I commercianti: un grave danno senza domeniche
Corso Buenos Aires in rivolta: costretti ai tagli
Commercianti sulle barricate contro la proposta di legge — ancora in discussione — sulle chiusure domenicali. In corso Buenos Aires minacciano: «Così saremo costretti a lasciare a casa i lavoratori». Per 26 domeniche di serrande abbassate all’anno (e otto festività) nel distretto commerciale, Confcommercio stima una perdita di quasi 14 milioni, un calo del 10 per cento degli incassi e una ricaduta sull’occupazione: 50 addetti a rischio.
«Sarò costretto a lasciare a casa qualcuno». «Un freno per le nuove aperture». I commercianti sulle barricate, in corso Buenos Aires.
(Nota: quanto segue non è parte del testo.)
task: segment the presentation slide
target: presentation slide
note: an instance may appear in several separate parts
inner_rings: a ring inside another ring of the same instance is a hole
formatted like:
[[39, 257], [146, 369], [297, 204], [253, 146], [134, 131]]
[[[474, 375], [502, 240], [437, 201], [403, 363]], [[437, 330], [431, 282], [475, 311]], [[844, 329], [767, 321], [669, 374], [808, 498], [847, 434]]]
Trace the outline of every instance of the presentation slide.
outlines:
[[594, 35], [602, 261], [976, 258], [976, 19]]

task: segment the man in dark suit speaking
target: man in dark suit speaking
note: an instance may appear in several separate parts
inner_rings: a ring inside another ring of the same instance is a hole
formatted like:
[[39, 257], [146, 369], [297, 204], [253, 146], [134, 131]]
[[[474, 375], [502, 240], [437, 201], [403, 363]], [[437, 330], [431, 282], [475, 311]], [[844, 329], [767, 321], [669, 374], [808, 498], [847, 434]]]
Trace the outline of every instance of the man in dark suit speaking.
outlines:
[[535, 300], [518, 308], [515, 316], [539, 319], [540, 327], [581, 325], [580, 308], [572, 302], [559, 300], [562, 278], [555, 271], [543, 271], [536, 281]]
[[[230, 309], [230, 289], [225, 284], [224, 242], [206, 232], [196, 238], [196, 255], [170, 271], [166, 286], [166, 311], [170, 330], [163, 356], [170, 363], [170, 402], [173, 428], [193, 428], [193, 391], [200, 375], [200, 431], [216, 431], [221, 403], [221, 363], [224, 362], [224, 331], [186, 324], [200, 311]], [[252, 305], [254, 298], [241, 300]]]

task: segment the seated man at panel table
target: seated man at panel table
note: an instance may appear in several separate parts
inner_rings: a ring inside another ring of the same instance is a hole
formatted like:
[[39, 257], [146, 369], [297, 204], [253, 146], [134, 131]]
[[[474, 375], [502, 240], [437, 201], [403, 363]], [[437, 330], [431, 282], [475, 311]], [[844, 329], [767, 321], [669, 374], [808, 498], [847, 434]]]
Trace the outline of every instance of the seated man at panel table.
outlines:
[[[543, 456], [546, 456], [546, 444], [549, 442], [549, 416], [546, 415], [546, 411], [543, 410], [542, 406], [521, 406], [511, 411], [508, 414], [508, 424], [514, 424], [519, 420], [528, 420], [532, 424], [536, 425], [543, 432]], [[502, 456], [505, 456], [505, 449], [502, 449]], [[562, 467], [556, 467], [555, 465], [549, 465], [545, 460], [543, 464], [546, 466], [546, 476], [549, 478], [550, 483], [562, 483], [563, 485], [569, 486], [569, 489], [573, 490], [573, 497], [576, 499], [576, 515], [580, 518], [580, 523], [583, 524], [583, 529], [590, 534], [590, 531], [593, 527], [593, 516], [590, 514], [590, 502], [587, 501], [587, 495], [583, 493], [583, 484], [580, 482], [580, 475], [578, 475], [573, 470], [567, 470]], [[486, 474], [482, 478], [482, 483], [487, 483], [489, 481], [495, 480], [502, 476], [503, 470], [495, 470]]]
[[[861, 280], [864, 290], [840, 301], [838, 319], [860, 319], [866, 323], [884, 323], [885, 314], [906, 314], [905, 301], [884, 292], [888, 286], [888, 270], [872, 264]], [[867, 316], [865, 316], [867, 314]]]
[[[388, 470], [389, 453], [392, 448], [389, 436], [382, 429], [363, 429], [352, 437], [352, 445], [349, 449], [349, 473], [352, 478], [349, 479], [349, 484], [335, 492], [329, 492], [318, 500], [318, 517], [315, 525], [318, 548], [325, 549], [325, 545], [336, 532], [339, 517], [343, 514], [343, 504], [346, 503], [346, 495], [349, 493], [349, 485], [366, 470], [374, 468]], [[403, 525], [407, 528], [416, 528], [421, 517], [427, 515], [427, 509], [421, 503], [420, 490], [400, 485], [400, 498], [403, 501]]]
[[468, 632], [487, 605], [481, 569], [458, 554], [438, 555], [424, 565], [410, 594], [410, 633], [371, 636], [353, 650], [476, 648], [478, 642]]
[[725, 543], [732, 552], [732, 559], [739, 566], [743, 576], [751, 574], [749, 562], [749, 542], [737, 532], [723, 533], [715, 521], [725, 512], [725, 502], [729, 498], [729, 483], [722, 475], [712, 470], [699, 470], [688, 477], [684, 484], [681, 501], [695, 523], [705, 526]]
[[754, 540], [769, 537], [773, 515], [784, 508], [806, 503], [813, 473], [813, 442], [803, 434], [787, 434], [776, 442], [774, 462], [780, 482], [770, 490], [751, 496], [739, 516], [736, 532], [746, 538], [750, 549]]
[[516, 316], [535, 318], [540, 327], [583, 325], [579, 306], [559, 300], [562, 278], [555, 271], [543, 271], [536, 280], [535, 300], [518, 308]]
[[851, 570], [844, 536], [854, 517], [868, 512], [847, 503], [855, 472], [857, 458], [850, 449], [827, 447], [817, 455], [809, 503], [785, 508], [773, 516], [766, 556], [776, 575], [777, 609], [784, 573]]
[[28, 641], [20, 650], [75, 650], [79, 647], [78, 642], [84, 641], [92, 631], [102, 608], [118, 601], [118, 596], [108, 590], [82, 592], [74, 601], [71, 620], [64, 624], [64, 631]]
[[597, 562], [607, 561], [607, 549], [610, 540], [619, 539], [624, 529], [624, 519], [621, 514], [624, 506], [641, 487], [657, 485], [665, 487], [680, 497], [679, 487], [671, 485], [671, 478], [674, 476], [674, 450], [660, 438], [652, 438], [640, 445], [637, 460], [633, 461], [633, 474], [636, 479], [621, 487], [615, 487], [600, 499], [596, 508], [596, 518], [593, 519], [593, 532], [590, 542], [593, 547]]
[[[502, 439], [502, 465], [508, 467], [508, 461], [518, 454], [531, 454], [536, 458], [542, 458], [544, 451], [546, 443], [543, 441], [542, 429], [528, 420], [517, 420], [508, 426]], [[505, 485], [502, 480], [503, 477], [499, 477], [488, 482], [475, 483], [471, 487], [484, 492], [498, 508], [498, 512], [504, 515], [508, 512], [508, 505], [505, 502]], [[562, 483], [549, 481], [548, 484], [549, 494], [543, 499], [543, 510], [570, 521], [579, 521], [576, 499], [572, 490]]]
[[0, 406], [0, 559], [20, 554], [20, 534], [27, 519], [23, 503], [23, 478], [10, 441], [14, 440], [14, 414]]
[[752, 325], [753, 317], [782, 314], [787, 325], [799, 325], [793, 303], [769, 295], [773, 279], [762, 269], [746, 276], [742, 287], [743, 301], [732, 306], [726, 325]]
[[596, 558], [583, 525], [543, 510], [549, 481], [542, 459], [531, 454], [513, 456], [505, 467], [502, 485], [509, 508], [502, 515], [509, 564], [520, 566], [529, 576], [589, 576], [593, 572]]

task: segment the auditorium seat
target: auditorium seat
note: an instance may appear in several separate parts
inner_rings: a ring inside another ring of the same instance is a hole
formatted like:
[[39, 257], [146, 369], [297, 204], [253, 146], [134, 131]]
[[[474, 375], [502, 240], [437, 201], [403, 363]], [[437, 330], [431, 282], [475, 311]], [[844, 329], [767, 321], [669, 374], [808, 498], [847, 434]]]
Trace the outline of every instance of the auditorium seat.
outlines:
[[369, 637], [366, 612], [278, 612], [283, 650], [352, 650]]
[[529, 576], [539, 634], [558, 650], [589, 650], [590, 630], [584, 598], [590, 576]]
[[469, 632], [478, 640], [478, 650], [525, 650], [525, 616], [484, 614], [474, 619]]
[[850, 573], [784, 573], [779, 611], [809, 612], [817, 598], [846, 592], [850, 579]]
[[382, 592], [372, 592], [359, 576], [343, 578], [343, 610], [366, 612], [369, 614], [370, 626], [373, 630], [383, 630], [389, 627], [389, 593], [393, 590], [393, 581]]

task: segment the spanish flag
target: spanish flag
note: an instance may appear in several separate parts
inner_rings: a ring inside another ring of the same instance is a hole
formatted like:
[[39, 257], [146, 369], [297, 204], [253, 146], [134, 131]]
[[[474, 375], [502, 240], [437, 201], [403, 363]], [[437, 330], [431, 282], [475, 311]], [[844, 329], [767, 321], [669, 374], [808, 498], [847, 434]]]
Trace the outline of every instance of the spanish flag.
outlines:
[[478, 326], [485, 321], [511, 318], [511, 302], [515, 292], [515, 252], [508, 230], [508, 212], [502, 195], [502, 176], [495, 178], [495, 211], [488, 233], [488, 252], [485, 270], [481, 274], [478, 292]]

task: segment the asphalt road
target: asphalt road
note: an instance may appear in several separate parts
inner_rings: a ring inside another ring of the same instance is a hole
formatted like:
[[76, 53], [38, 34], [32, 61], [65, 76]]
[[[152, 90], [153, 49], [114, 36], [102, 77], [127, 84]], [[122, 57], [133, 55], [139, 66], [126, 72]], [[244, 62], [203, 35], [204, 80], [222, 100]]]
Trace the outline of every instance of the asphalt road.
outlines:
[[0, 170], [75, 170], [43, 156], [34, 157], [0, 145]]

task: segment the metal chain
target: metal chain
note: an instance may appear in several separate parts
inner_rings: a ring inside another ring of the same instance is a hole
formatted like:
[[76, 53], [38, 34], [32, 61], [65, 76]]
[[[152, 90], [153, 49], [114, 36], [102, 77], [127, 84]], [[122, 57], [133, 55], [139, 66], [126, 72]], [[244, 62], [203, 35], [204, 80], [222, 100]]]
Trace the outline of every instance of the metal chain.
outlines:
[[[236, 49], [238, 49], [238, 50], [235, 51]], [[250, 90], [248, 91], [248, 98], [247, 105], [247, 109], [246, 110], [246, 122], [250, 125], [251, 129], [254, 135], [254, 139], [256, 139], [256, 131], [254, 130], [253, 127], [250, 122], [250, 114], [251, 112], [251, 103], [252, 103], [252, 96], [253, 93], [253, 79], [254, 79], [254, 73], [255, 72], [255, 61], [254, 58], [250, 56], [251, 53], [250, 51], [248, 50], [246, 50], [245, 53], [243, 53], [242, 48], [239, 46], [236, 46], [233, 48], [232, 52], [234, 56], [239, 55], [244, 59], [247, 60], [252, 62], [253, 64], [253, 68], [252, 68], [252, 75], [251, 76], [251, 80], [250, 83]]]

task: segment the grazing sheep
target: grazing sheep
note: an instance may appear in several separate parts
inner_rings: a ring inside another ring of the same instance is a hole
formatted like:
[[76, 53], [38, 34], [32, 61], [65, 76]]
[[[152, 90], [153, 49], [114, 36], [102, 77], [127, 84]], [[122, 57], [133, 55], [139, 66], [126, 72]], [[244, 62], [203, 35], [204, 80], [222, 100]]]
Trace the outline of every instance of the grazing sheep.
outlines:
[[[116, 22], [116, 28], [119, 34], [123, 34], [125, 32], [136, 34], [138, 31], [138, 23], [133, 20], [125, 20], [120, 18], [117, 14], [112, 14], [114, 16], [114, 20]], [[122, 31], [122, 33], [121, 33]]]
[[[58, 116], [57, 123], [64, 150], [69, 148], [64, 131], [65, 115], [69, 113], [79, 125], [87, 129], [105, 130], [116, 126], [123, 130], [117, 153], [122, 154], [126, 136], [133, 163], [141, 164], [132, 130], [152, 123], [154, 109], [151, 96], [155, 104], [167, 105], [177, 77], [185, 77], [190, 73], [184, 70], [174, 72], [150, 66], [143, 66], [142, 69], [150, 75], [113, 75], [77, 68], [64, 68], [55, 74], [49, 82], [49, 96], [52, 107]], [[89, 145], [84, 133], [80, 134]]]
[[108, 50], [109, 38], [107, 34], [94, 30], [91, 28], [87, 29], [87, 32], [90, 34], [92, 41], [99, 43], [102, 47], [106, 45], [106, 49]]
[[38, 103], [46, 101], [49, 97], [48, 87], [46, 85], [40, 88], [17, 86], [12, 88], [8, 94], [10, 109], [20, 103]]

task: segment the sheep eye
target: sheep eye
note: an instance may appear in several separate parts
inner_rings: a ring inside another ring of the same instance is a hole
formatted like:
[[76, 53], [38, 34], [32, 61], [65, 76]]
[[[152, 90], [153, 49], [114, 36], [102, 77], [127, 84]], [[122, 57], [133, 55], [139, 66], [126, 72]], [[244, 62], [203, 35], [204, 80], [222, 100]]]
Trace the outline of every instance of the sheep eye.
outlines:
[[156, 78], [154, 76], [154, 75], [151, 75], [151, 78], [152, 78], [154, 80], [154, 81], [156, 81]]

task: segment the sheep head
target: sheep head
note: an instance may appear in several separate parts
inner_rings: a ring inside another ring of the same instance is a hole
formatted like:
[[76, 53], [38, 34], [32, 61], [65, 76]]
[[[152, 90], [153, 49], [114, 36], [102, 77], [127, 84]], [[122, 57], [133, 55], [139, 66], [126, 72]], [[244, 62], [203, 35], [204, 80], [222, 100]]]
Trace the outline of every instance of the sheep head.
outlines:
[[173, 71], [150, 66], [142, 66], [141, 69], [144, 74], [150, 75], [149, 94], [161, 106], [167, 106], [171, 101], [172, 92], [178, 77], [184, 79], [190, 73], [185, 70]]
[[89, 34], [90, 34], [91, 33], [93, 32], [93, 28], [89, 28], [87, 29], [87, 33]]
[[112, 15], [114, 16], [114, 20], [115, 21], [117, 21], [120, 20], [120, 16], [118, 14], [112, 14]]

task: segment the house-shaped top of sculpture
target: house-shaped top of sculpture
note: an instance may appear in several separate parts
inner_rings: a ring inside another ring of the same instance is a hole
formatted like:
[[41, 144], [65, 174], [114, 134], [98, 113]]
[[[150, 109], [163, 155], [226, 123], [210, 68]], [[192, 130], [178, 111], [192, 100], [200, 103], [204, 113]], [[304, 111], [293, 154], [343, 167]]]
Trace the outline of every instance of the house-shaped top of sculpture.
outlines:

A inquietarli è la proposta di legge, ancora in discussione, che potrebbe portare alla chiusura dei negozi per 26 domeniche all’anno e 12 festività di cui quattro derogabili (sarebbero esclusi i punti vendita nei centri storici, le botteghe di vicinato e altre categorie). Quale sarebbe il danno per uno dei principali distretti commerciali della città? Prova a rispondere Confcommercio Milano, che ha fatto i conti in tasca agli esercenti.
Sono 222 le insegne lungo corso Buenos Aires, per un toLo tale di 40.765 metri quadrati di superficie di vendita. Nella mappa salta all’occhio un grande negozio di 2.800 metri quadrati, affiancato da altre 33 realtà di medie dimensioni, mentre sono 720 le persone impiegate a tempo pieno. shopping lungo la via porta un fatturato annuo di 137,5 milioni, il 64,5 per cento finisce nelle tasche dei negozi medio-grandi.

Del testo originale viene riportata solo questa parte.